The contribution that South African small businesses make to GDP has continued to increase by at least 12% year on year, since 2013. This consistent upward trajectory not only means that the number of small businesses is increasing, but also that some existing small businesses are expanding albeit many are impacted by the Covid-19 pandemic. In recent columns, we spoke about the importance of a business plan and planning for growth, but for many small businesses, growth is a daunting prospect, and for good reason. Business advisers often warn against expanding too soon, given the risks involved.
Expanding too soon could lead to an overwhelming degree of complexity, exorbitant debt, cash flow issues and reduced profitability. These risks are very real. But on the flip side of the same coin, not expanding at the right time can lead to stagnation, being overtaken by competitors and the loss of top talent and ultimately, also profitability.
For many small businesses who have grown successfully and strategically, the answer lies in recognising the opportune moment. The adage, “timing is everything,” could not be more apt. Knowing when to expand does not come down to a formula – a large component of seizing opportunity at the right time comes down to intuition and perhaps, 5% good luck, but there are signs to look out for.
Consider the following three signs when deciding whether your business is ready to expand:
- There is a noticeable skills gap
To a degree, small business owners – especially those who bootstrap their ventures – need to wear many hats and have a role in every aspect of the business. There are business owners who fill the role of strategist, social media manager, administrator, finance manager – the list goes on. But often, there comes a point at which the skills of one or a few people cannot bridge the gap between the demand for a particular product or service and the skills needed to produce or refine that offering.
It’s a misconception, for example, that every small business owner makes a good CEO. In fact, these roles require completely different skill sets. Often, founders or owners are visionaries, creative thinkers, people who need space and time to innovate. Conversely, CEOs are leaders and decision-makers who are able to manage people, time and resources. When there is a noticeable skills gap, it may be time to expand and bring the people who can take your small business to the next level on board. Wise business owners know when to hire specialists to fulfil specific functions and trust them to do what they are experts at.

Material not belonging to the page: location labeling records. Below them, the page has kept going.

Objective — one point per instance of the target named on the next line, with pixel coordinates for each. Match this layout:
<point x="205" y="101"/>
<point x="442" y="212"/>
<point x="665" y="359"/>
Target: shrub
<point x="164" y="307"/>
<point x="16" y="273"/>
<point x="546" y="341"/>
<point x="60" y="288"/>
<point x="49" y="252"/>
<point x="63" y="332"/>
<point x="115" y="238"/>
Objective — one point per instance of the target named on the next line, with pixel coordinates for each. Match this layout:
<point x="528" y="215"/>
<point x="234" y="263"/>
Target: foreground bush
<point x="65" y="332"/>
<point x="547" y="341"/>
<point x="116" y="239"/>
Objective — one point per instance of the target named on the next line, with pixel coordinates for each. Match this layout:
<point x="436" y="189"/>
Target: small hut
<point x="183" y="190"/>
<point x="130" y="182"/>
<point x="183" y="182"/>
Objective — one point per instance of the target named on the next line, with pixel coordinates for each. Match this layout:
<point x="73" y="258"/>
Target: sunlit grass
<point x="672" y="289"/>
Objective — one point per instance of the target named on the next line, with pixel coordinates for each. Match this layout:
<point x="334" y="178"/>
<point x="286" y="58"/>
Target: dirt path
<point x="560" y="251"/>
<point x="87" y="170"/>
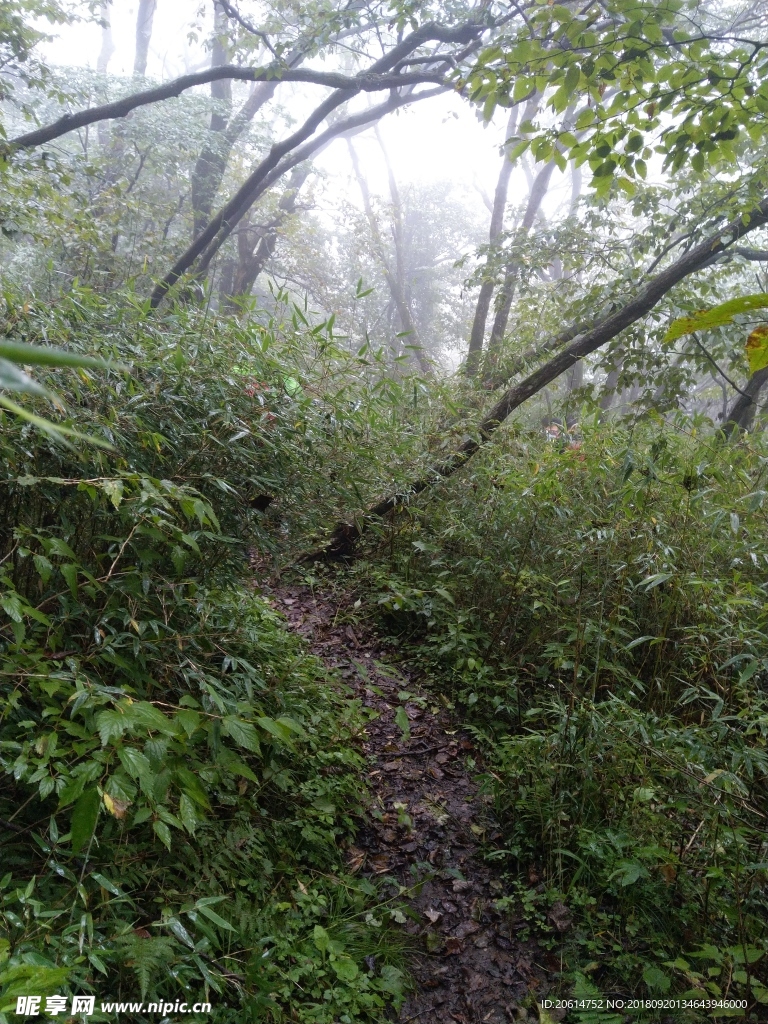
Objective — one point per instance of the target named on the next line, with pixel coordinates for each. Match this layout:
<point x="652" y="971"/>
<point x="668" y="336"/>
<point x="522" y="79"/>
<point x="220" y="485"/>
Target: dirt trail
<point x="427" y="817"/>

Just a decade ago, blockchain technology companies did not exist. In contrast, entire industries like analogue photography development, have become obsolete in a relatively short space of time. This is why it’s important to take the guesswork out of doing business and base your decisions on the facts and figures. Market research is not something that should be relegated to start-up stage – it’s something that needs to be constant and consistent. Staying ahead of industry trends, will help small business make informed forecasts about the future of their business.
In a world that is changing at an unprecedented rate, it’s the small business owners who keep an ear to the ground that are able to expand by being proactive rather than reactive. If your industry is expanding, become a frontrunner in driving that momentum forward. If your industry is not growing, it may not be the end of the line – find ways to incorporate new revenue streams by branching out with your product or service offering. Businesses who were able to adapt by taking their businesses online or changing their offering to meet the change in demand from their target market during lockdown, are prime examples of the correlation between adaptation and survival.
- You or your team have become complacent
In an economic environment such as ours, where the majority of small businesses fail within their first few years, it is prudent for small business owners to pour time and resources into making a success of those formative years. “But what’s next?” is a question that small business owners fail to ask themselves and their teams. The danger of not having a growth plan in place from the very onset is that it leaves space for complacency to creep in. Complacency is the enemy of progress, and in the context of the business world, where innovation is non-negotiable, complacency poses a very real threat to growth.
When a small business is thriving, its cash flow is looking healthy and it has established a loyal customer base, it’s all too easy to become comfortable and assume that the good times will continue. If Covid-19 has taught us anything, it’s that unforeseen circumstances can strike without warning and with devastating effects. Instead of becoming comfortable and “settling,” opt for expansion – working towards the next goal and the next horizon will bring a sense of motivation and renewed excitement to you and your team.